Note that these utilities are not officially part of the DataHub SDK and hence do not have the same level of stability and support as the rest of the SDK.
## Capabilities
### Supported
- Table-level lineage for `SELECT`, `CREATE`, `INSERT`, `UPDATE`, `DELETE`, and `MERGE` statements
- Column-level lineage for `SELECT` (including `SELECT INTO`), `CREATE VIEW`, `CREATE TABLE AS SELECT` (CTAS), `INSERT`, and `UPDATE` statements
- Subqueries
- CTEs
- `UNION ALL` constructs - will merge lineage across the clauses of the `UNION`
- `SELECT *` and similar expressions will automatically be expanded with the table schemas registered in DataHub. This includes support for platform instances.
- Automatic handling for systems where table and column names are case insensitive. Generally requires that `convert_urns_to_lowercase` is enabled when the corresponding table schemas were ingested into DataHub.
- Specifically, we'll do fuzzy matching against the table names and schemas to resolve the correct URNs. We do not support having multiple tables/columns that only differ in casing.
- For BigQuery, sharded table suffixes will automatically be normalized. For example, `proj.dataset.table_20230616` will be normalized to `proj.dataset.table_yyyymmdd`. This matches the behavior of our BigQuery ingestion connector, and hence will result in lineage linking up correctly.
### Not supported
- Scalar `UDFs` - We will generate lineage pointing at the columns that are inputs to the UDF, but will not be able to understand the UDF itself.
- Table-valued functions, including tabular `UDFs`
- `json_extract` and similar functions
- `UNNEST` - We will do a best-effort job, but cannot reliably generate column-level lineage in the presence of `UNNEST` constructs.
- Structs - We will do a best-effort attempt to resolve struct subfields, but it is not guaranteed.
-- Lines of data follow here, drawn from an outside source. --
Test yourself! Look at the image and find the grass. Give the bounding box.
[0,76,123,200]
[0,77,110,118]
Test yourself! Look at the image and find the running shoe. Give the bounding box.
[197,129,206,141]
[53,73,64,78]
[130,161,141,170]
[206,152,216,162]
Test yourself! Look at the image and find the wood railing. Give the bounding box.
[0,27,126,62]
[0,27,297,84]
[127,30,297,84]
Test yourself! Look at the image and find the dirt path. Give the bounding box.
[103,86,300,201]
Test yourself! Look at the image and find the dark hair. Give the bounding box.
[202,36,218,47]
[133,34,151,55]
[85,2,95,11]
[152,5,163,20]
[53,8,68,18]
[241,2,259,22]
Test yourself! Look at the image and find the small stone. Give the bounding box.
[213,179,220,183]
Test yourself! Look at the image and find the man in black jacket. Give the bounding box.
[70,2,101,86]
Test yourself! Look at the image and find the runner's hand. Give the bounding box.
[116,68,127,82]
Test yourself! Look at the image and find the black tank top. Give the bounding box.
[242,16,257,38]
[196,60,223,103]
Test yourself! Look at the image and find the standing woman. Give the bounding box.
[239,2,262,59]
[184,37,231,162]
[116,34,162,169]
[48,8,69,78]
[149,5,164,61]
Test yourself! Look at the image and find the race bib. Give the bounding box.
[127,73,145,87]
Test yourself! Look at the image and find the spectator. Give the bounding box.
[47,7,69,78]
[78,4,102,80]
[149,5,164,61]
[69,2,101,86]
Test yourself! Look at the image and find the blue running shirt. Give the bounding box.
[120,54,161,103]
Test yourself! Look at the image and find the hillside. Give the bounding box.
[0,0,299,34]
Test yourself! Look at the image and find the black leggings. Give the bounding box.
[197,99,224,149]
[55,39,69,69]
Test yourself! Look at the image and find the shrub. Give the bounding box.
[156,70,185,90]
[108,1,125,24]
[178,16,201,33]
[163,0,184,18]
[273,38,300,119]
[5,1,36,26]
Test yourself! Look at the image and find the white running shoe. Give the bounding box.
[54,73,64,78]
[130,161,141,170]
This will only impact column-level lineage.
- This extends to things like dynamic table unpacking e.g. `SELECT IF (main.id is not null, main, extras).* FROM my_schema.main_users main FULL JOIN my_schema.external_users extras USING (id)` in BigQuery.
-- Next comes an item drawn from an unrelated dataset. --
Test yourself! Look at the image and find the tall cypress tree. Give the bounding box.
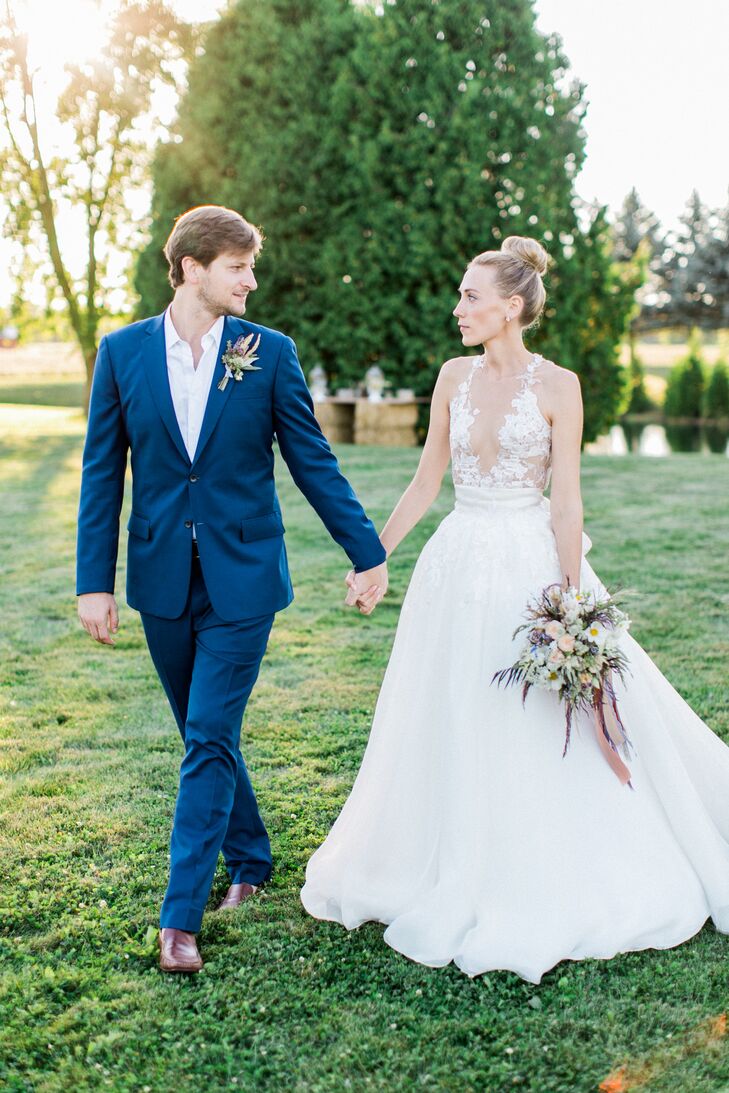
[664,335,705,419]
[703,360,729,420]
[315,0,595,395]
[541,203,637,440]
- Snowflake's multi-table inserts
- Multi-statement SQL / SQL scripting
### Limitations
- We only support the 20+ SQL dialects supported by the underlying [sqlglot](https://github.com/tobymao/sqlglot) library.
- There's a few SQL syntaxes that we don't support yet, but intend to support in the future.
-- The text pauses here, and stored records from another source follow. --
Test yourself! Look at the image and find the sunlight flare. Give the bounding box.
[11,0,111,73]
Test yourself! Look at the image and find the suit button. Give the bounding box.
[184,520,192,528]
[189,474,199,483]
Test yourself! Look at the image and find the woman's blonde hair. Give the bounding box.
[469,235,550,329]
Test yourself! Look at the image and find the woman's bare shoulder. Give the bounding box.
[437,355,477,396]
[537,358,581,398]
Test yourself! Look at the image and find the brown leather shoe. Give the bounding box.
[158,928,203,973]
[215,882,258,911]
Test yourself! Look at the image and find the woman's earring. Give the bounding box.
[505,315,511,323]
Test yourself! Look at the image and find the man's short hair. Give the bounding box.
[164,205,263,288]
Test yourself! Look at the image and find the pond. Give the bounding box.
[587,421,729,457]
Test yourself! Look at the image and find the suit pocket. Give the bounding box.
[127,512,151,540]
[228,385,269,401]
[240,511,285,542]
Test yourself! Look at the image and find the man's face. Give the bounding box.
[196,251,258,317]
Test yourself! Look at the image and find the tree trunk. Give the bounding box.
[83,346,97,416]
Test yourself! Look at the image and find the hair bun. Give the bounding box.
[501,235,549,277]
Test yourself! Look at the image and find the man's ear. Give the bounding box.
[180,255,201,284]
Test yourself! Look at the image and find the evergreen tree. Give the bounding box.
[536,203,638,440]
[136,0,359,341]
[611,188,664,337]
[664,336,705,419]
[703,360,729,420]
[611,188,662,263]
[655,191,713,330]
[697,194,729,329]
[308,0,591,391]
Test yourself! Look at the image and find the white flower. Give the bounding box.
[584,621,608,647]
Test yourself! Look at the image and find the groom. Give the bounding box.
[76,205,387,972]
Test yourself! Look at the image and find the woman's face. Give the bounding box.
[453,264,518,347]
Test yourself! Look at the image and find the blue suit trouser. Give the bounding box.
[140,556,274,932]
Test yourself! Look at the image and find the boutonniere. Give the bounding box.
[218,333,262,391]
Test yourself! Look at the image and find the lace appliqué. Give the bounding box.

- `INSERT INTO (col1_new, col2_new) SELECT col1_old, col2_old FROM ...`. We only support `INSERT INTO` statements that either (1) don't specify a column list, or (2) specify a column list that matches the columns in the `SELECT` clause.
- `MERGE INTO` statements - We don't generate column-level lineage for these.
- In cases where the table schema information in DataHub is outdated or otherwise incorrect, we may not be able to generate accurate column-level lineage.
- We sometimes trip over BigQuery queries that use the `_partitiontime` and `_partitiondate` pseudo-columns with a table name prefix e.g. `my_table._partitiontime` fails. However, unqualified references like `_partitiontime` and `_partitiondate` will be fine.
- We do not consider columns referenced in filtering or organizational clauses such as `WHERE`, `GROUP BY`, `ORDER BY`, `JOIN`, `HAVING`, or `PARTITION BY` to be part of lineage. For example, `SELECT col1, col2 FROM upstream_table WHERE col3 = 3` will not generate any lineage related to `col3`.
- We generally only analyze static table references. For example, this Snowflake query will not generate any lineage: `SELECT * FROM identifier('my_db.my_schema.my_table')`, since the `identifier` function is resolved at SQL runtime.